In April the departments of Interior and Agriculture unveiled a joint agreement to give “unprecedented support” for the greater sage grouse and sagebrush ecosystems across 11 states (see Daily GPI, April 14).

The move by the two federal agencies came one month after Interior said it had determined that the greater sage grouse would not be designated as an endangered species (see Daily GPI, March 8). Interior Secretary Ken Salazar said at the time that the bird deserved to be included on the ESA but said other species faced more imminent threats. Instead the bird was assigned a status as “warranted but precluded” and placed on a list of “candidate species” for future inclusion on the ESA. The status is to be reviewed annually.

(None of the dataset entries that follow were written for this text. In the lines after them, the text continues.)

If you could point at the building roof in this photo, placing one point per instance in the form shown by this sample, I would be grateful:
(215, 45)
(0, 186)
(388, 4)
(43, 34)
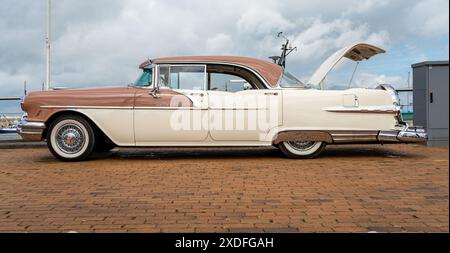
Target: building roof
(269, 71)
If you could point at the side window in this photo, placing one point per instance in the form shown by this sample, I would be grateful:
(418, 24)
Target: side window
(227, 82)
(145, 79)
(185, 77)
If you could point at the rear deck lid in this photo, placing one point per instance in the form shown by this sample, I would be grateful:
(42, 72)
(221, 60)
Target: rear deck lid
(355, 52)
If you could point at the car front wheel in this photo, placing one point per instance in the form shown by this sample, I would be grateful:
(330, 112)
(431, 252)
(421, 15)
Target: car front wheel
(302, 149)
(71, 138)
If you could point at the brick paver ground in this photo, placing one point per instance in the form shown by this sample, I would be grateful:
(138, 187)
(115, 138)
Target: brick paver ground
(397, 188)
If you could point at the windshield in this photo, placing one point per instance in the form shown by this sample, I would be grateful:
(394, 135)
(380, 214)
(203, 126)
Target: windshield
(290, 81)
(145, 79)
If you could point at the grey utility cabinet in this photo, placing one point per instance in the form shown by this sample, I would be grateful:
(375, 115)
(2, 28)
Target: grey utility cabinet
(430, 100)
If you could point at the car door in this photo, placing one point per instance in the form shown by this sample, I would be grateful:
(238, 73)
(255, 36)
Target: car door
(238, 111)
(173, 111)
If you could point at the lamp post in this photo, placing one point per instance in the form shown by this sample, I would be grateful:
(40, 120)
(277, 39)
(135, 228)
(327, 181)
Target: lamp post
(47, 46)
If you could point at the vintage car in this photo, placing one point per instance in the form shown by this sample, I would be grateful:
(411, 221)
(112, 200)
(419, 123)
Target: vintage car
(217, 101)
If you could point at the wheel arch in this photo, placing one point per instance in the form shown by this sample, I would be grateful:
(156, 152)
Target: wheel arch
(94, 125)
(302, 135)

Under the ESA, federal officials “can only delay protection of species if it is making ‘expeditious progress’ in listing the other priority species,” the environmental group’s lawsuit claims. “This is not the case. Under the Bush administration, listing of new species ground to a near halt, with only a total of 62 species listed in eight years compared to 522 listed under President Clinton and 231 listed under the senior Bush.

“Unfortunately, the Obama administration has not substantially increased the pace of species listings. It did finalize a proposal from the previous administration to protect 48 species from the island of Kauai [in Hawaii], but has to date only finalized protection for two plants in the conterminous United States.”